EL SEÑOR ES MI PASTOR

“El Señor es mi pastor, nada me falta” (Sal 23,1).

Para dársenos a entender, nuestro Señor nos habla con comparaciones que conocemos de nuestra vida humana. La imagen del Buen Pastor que, en su actitud vigilante, no pierde de vista el rebaño que le ha sido encomendado, quiere transmitirnos cómo el Señor vela sobre los suyos.

Sabemos cómo un pastor bueno se ocupa de sus ovejas y cómo, por otro lado, un pastor malo descuida el rebaño que le fue confiado. Cuando ve venir al lobo, huye para salvar su propia vida, porque no le importan las ovejas. A estos tales el Señor los llama “asalariados” (Jn 10,12-13).

Nosotros, como católicos, entendemos bien que esta comparación ha de aplicarse también a todos los que están llamados a apacentar el rebaño de los fieles.

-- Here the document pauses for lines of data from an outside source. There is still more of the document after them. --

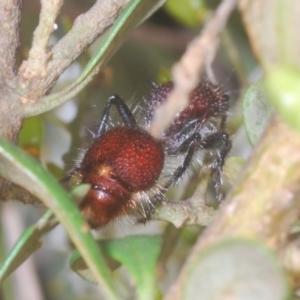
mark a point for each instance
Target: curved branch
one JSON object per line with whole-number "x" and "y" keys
{"x": 87, "y": 27}
{"x": 10, "y": 16}
{"x": 36, "y": 65}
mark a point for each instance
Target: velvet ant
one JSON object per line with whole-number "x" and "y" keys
{"x": 123, "y": 164}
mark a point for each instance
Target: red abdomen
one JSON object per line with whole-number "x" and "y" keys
{"x": 119, "y": 163}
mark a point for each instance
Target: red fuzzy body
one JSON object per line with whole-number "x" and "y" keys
{"x": 120, "y": 163}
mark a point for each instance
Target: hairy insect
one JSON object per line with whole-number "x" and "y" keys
{"x": 200, "y": 126}
{"x": 124, "y": 163}
{"x": 120, "y": 164}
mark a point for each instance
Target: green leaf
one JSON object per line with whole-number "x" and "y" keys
{"x": 32, "y": 131}
{"x": 188, "y": 12}
{"x": 236, "y": 269}
{"x": 256, "y": 112}
{"x": 138, "y": 254}
{"x": 27, "y": 244}
{"x": 283, "y": 86}
{"x": 21, "y": 169}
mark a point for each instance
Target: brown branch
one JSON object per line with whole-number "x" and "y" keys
{"x": 36, "y": 65}
{"x": 266, "y": 201}
{"x": 187, "y": 72}
{"x": 10, "y": 15}
{"x": 87, "y": 27}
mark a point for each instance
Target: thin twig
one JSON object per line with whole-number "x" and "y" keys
{"x": 36, "y": 65}
{"x": 87, "y": 27}
{"x": 187, "y": 72}
{"x": 10, "y": 15}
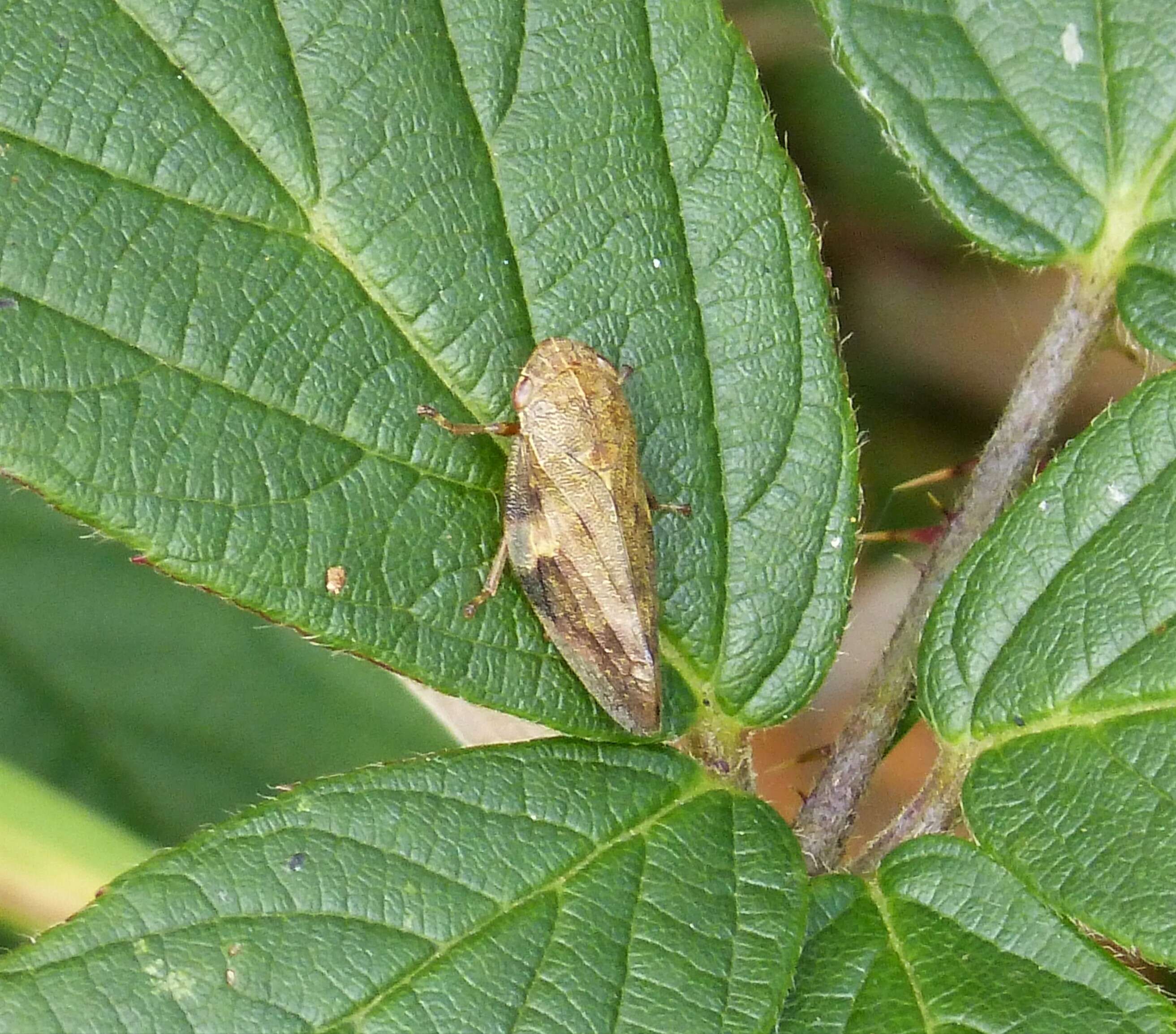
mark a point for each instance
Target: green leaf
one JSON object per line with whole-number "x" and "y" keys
{"x": 55, "y": 854}
{"x": 244, "y": 242}
{"x": 1045, "y": 129}
{"x": 509, "y": 888}
{"x": 160, "y": 706}
{"x": 1052, "y": 658}
{"x": 947, "y": 940}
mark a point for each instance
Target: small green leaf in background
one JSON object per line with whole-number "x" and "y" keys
{"x": 1052, "y": 658}
{"x": 55, "y": 854}
{"x": 160, "y": 706}
{"x": 492, "y": 890}
{"x": 947, "y": 940}
{"x": 1045, "y": 129}
{"x": 243, "y": 244}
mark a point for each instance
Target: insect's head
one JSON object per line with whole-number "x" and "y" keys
{"x": 552, "y": 358}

Los que han sido designados para este ministerio han de reflejar el pastoreo de nuestro Padre Celestial. En ellos ha de hacerse palpable su amorosa preocupación por nuestra salvación.

Dios –el Pastor de toda la humanidad– ha confiado a los pastores de la Iglesia este gran ministerio y les ha encomendado todo aquello que es necesario para la peregrinación hacia la vida eterna, para que se lo administren a los fieles. Así podemos exclamar con el salmista: “Nada me falta”, pues Dios ha proveído todo. Un buen pastor incluso está llamado a dar su vida por las ovejas, como lo hizo nuestro Pastor divino (Jn 10,11).

Si se presentasen situaciones que impidan a los pastores humanos ejercer su ministerio como deberían, será el Pastor divino quien guíe a sus ovejas en medio de las tribulaciones.

En efecto, nuestro Padre conoce bien cada situación en la que nosotros –y la humanidad entera– nos encontramos. Él nos asegura que, como el Buen Pastor, se valdrá de todo para nuestra salvación.